Update: Wow, when Speier was sworn in on Thursday in Congress, Republicans actually started booing her when she spoke about Iraq in her first speech in front of Congress.

For a few feel-good moments Thursday, Jackie Speier basked in bipartisan warmth, sworn in as the newest member of the U.S. House of Representatives. Her family, supporters and schoolchildren cheered as she embraced her new colleagues.

Then, in her first speech in Congress, she spoke out about Iraq. Applause turned to boos and hoots on the Republican side of the aisle.

"When will we get out of Iraq?" was the most frequent question she heard, she told the House, while campaigning in the special election she won Tuesday to succeed the late Rep. Tom Lantos.

"The process to bring the troops home must begin immediately," she said, as several Republicans loudly booed and some Democrats cheered. Rep. Darrell Issa, a Vista Republican, bolted from his seat and left the floor.

The hoots grew in volume as Speier, a San Mateo Democrat, continued: "The president wants to stay the course and a man who wants to replace him suggests we could be in Iraq for 100 years" - a reference to Republican John McCain's assertion that U.S. forces could be in Iraq indefinitely if they are not taking casualties.
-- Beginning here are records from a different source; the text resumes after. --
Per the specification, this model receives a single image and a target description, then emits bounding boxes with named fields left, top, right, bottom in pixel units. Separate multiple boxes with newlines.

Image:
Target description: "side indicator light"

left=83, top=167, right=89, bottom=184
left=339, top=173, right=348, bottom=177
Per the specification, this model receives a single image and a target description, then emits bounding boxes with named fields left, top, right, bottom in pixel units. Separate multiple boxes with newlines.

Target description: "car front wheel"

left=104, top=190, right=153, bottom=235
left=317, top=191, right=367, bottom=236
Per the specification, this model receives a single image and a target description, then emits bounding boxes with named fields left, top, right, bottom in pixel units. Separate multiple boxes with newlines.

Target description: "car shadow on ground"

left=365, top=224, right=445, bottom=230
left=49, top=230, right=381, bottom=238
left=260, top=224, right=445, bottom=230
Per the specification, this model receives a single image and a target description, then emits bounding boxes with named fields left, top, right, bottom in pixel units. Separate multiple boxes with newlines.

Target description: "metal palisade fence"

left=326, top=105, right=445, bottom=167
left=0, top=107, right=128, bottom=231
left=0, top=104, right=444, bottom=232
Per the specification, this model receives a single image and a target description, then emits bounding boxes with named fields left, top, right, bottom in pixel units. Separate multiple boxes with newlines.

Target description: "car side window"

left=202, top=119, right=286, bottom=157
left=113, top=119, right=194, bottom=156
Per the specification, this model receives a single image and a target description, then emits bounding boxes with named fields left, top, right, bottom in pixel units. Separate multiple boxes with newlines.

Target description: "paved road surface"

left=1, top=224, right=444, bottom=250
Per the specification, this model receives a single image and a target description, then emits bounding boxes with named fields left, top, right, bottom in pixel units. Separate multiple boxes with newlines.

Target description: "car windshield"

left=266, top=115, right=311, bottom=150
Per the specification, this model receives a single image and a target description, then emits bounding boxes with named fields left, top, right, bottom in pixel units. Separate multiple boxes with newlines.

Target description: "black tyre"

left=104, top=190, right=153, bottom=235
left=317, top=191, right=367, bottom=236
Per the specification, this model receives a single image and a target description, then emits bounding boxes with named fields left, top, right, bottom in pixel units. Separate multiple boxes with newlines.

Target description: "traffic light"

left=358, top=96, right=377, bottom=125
"But history will not judge us kindly if we sacrifice four generations of Americans because of the folly of one," she said to a mixture of cheers and boos.

"The House is not in order," shouted Rep. John Lewis, D-Ga. Speaker Nancy Pelosi banged her gavel. "Why are they booing my mother?" Speier's 13-year-old daughter, Stephanie, asked, according to a staffer.


Classy, those Republicans. I'll have more on Darrell Issa's latest scumbaggery in a future post.